There are all other kinds of things that don't seem to be thought out. The plot thread about Emma wanting to find her parents seems underdeveloped, just an excuse to get her away from the resistance at the beginning of the book long enough for Noah and Sonya to start a relationship. It's mentioned in passing that Noah's father has been married five times because he sells each wife after he impregnates her a time or two. With such a shortage of fertile women, why would a man sell a wife who'd proven herself? Wouldn't he be afraid he couldn't purchase another one, or that the new one would turn out to be infertile after all? Does he wait until he knows he'll be able to buy a new wife before he sells the old one? Does he actually make a profit because the women he's had children with have been proven to be fertile? Is this encouraged for reasons of diversifying the gene pool, since there aren't enough women to go around for all the men, or is it just an old fashioned case of a rich guy who wants variety? And is he really rich and powerful that he can apparently always buy a new wife in spite of them being a rare commodity?
And at the end, the wife training centers are sold but still intact, as if that's supposed to make us happy. Because it's fine that women are being sold as long as they aren't cloning them and then killing the originals any more.

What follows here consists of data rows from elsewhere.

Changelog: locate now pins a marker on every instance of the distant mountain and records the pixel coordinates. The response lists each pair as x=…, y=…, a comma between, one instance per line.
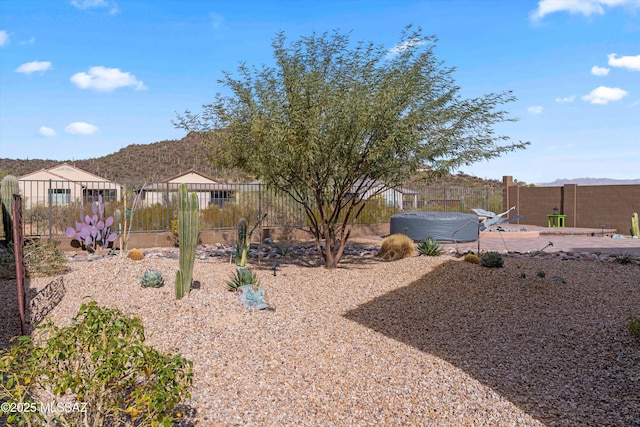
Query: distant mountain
x=139, y=163
x=589, y=181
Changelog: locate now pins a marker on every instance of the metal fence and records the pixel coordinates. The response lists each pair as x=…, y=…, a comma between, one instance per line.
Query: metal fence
x=50, y=206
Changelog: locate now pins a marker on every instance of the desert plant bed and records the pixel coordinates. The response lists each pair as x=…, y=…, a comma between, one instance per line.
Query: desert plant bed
x=419, y=341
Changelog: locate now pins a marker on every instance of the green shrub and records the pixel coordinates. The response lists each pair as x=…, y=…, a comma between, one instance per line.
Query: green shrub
x=623, y=259
x=472, y=258
x=242, y=277
x=102, y=365
x=429, y=247
x=42, y=258
x=491, y=260
x=396, y=246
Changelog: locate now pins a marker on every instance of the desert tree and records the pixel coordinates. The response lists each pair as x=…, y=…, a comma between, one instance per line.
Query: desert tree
x=333, y=123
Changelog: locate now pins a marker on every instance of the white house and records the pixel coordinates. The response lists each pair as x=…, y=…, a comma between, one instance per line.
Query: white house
x=399, y=197
x=209, y=191
x=65, y=184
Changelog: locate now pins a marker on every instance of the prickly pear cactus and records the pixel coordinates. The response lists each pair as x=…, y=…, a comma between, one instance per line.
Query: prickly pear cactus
x=152, y=279
x=8, y=187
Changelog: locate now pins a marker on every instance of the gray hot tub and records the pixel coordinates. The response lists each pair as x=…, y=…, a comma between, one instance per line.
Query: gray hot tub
x=440, y=226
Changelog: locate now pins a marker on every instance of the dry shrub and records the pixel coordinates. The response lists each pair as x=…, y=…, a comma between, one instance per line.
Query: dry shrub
x=397, y=246
x=135, y=254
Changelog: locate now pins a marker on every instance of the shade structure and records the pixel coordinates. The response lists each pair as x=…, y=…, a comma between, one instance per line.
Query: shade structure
x=440, y=226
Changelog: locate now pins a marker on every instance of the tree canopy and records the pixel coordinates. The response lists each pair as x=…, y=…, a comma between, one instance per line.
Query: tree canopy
x=333, y=123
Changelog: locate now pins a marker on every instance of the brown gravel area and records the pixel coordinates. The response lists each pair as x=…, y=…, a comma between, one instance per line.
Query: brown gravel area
x=421, y=341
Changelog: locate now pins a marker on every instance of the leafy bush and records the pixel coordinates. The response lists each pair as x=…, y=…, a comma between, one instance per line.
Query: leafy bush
x=100, y=364
x=472, y=258
x=491, y=260
x=429, y=247
x=396, y=246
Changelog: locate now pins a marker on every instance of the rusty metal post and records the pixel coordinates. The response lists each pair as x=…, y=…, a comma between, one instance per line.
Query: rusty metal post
x=18, y=242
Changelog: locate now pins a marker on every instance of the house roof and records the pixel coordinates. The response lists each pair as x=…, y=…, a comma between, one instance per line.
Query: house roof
x=376, y=184
x=173, y=178
x=59, y=173
x=173, y=186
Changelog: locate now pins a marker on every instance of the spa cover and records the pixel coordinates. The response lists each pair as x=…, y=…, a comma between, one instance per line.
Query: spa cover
x=440, y=226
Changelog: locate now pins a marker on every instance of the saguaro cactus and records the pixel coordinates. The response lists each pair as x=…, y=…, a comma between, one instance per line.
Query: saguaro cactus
x=8, y=187
x=188, y=232
x=241, y=244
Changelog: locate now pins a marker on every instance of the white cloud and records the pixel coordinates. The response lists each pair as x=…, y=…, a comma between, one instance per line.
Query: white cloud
x=584, y=7
x=604, y=95
x=630, y=62
x=32, y=40
x=82, y=128
x=95, y=4
x=565, y=100
x=45, y=131
x=106, y=79
x=217, y=21
x=31, y=67
x=397, y=49
x=599, y=71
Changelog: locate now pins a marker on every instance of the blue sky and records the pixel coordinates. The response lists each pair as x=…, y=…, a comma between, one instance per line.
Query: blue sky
x=85, y=78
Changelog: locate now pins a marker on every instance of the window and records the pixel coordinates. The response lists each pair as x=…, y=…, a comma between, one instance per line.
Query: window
x=59, y=196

Look, I know that dystopias aren't really supposed to have happy endings. More often than not, they don't. The happiest ending of one of the classics I can think of off the top of my head is Fahrenheit 451, in which case it's clear that people are preserving lost literature waiting for the current regime to fall to its own wars. If this were a "He loved big brother" ending, that would be one thing. But this is supposed to be a living happily ever after ending.
This is obviously supposed to be a romance novel more than it's supposed to be social SF. I don't dislike it because it's a romance novel. I like romance novels but, like every other book, I expect them to commit to their characters and their setting, whether we're talking about historical, SF or fantasy, or a slightly quirkier version of the real contemporary world. If you don't want your romance hero and heroine to have to deal realistically with horrific dystopian things, then don't write a book with a horrific dystopian premise.